But back to the two conspirator’s and their plan to eyebrow-f**k their ol’ mate.
When dealing with the grumpy, eyebrows-down truck driver they did so with their eyebrows up. They greeted him by name and looked pleased to see him. After a week they reported that the truck driver was arriving to their store on time and greeting them with his eyebrows up too!
Eyebrows play a significant role in communication. Take a look around your workplace. Who has their eyebrows up and who’s are down?
It's not just managers who are work environment mood setters; staff are too.
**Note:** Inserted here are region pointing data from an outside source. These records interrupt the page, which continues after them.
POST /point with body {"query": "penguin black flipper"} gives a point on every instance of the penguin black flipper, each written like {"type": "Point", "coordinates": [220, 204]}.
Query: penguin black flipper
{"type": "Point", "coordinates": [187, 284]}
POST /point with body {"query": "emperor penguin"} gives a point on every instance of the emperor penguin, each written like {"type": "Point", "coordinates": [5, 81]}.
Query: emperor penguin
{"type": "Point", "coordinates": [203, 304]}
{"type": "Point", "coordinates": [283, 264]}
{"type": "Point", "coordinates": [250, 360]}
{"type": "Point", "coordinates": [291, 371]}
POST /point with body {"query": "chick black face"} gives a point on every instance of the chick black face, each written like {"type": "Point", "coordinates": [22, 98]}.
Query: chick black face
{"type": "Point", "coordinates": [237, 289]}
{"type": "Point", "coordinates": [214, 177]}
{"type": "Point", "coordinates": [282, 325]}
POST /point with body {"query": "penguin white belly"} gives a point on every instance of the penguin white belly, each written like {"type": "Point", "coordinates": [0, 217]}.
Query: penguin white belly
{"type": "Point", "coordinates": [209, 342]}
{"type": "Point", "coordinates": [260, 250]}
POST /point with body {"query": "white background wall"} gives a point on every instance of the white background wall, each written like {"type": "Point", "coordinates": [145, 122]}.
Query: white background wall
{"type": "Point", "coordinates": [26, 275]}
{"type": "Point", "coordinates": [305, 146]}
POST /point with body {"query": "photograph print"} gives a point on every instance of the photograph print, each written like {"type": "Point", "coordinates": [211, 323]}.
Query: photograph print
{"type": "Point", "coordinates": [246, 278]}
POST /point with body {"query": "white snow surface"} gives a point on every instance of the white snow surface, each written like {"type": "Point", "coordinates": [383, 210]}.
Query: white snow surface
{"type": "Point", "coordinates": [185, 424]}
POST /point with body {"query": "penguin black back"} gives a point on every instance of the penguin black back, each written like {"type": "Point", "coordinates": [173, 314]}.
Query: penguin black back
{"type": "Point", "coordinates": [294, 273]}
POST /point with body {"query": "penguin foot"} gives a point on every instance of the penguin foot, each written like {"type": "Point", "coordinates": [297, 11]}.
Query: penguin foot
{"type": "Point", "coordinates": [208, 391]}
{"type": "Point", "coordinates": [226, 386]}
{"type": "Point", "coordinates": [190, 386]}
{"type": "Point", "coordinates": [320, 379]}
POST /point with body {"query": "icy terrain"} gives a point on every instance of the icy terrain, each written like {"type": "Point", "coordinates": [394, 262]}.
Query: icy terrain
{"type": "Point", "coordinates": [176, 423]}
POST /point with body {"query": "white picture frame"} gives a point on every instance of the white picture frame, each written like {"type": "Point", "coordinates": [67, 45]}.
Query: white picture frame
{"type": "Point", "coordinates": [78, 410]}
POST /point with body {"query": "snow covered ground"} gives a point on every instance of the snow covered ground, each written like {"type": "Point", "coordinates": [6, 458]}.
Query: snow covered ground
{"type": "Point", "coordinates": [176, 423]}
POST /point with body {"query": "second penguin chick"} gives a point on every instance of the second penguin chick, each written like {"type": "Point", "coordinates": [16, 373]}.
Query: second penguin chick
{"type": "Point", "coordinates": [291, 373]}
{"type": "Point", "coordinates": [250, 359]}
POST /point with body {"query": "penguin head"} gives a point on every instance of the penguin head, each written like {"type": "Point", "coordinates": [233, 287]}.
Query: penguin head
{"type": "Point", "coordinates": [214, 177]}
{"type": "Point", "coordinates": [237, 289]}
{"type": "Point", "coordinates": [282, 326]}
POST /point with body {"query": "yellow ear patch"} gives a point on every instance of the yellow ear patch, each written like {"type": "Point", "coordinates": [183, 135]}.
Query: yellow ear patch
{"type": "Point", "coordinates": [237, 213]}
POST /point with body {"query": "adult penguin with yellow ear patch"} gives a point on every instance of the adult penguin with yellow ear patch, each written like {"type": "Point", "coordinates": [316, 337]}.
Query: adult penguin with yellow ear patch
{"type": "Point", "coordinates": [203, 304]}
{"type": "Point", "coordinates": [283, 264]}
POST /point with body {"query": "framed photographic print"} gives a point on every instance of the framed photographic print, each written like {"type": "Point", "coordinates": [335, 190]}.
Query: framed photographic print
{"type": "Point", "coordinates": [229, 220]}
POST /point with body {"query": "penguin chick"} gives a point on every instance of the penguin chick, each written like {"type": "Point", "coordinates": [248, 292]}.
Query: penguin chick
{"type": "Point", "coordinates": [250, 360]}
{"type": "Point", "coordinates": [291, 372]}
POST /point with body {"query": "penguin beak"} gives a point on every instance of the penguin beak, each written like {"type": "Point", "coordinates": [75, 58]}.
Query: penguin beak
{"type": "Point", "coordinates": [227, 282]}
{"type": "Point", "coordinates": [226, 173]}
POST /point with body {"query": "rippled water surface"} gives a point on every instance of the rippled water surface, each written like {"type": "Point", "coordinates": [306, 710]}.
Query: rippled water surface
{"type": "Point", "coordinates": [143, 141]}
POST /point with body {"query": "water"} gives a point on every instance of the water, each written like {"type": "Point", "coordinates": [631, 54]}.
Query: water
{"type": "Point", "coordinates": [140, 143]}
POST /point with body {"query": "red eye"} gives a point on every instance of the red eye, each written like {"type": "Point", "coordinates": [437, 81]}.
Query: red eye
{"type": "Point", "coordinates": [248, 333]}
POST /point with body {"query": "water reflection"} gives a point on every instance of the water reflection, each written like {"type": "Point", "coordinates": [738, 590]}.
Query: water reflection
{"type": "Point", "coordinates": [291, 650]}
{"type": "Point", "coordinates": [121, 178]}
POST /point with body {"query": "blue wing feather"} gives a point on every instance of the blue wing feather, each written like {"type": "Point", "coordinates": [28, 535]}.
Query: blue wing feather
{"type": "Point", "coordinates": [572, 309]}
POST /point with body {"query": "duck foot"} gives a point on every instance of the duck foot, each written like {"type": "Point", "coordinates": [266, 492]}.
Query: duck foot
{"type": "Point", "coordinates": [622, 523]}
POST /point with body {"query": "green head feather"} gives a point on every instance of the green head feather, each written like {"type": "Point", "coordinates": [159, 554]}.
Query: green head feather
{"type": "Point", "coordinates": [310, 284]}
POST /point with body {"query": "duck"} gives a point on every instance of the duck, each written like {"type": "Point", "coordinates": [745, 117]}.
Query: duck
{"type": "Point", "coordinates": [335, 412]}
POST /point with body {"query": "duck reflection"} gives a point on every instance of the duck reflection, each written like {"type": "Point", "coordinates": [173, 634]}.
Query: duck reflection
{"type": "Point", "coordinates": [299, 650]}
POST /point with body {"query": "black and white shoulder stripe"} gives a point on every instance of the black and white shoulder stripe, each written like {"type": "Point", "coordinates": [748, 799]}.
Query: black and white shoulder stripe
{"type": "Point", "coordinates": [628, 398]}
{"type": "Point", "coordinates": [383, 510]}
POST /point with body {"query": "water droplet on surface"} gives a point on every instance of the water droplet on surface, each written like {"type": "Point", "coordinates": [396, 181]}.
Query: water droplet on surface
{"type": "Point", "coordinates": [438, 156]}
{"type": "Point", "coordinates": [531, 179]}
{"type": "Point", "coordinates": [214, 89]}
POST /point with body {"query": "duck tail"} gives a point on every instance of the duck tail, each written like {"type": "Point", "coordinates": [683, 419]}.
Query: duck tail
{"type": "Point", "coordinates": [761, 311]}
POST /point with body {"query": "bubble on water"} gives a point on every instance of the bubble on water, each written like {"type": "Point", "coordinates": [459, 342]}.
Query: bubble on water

We owe our work colleagues our best efforts; w should not leave those with whom we interact with frowns on their face.
Adult / Adult workplaces
The approach to work design in which the boss sets the goals and workers toe the line is called technocratic (parent/child). It has been the traditional approach to work design, and it has been marked by poor motivation, low productivity, and high levels of rework.
An alternative approach is socio-technical work design (adult/adult). The key difference is collaborative participation in goal setting and problem solving. Studies have shown that the greater degree of participation, the better the process works.
Socio-technical work design builds and maintains motivation, improves productivity, reduces rework and creates a culture of cooperative relationships.
When a work colleague has their eyebrows down - looks annoyed, frustrated, stressed - we could ask, "Bob, you look annoyed. Is everything okay? Is there something I could help you with?" This is a supportive way of ensuring bad moods don't spread through the entire team.
How’s that working for you?
It doesn't always work though. Some years ago, when playing golf, I gave the eyebrows-up tip to an angry, eyebrows-down playing partner. I didn’t know he was a police officer.
A few months later, travelling between Swan Hill and Kerang, I was pulled over for speeding by guess who? Yes, the golf-playing copper. He recognised me and said with his eyebrows up, “How’s the eyebrows-up tip working for your now Sunshine?” We both laughed. He let me off with a warning. Phew!
Keeping our eyebrows up
Keeping our eyebrows up in stressful situations helps us remain cognisant of how we’re feeling, which helps in keeping our emotions in check. This in turn helps create healthier, less stressful environments at work and at home.
When we asked a client to keep his eyebrows up when dealing with staff he said, "I'm going to have to tattoo the bastards up"
Let us know if you need a referral to a tattooist.